BC Hydro is looking to replace the rocks used to protect the upstream surface of the W.A.C. Bennett Dam.
No dollar figures were available, but the project is expected to take five years until 2020, according to Hydro spokesman Bob Gammer.
The project is one of about 10 that Hydro wants to undertake to keep the Bennett Dam up and running.
The large rocks, or rip-rap, are used to protect the upstream surface of the dam from both wind and wave erosion by buffering the eroding effects of the water. The rip-rap has deteriorated since the dam was first completed in 1968.
The estimated cost of this project will be part of Hydro's filings with the B.C. Utilities Commission expected to take place this fall.

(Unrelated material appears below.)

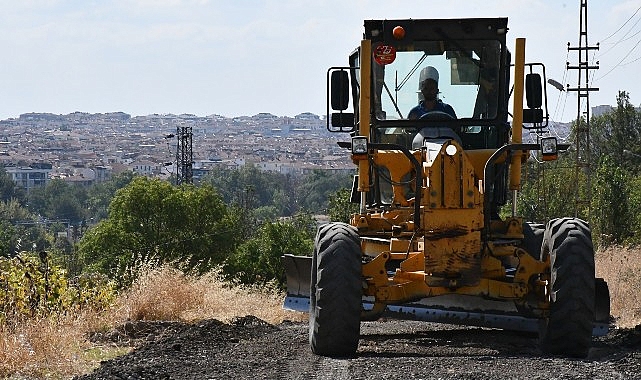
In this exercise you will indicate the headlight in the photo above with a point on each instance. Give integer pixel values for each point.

Hydro applied for, and received, permission from the Agricultural Land Commission to use Crown land along the Williston reservoir as a load out area for the rip-rap.
The project is not the only one Hydro has on the go to keep the dam up and running.
Hydro’s most expensive project involves replacing turbine runners for five of the dam's 10 power-generating units, after being in use since 1968.
"We've put the last one into place," said Gammer. "However, there are some ongoing deficiency work and projects-related work that needs to be cleaned up over the next year or two until this project is completed."
Hydro began replacing the turbines in 2007. The eight-year project has a cost of more than $170 million. It has created 480 person years of direct and indirect employment.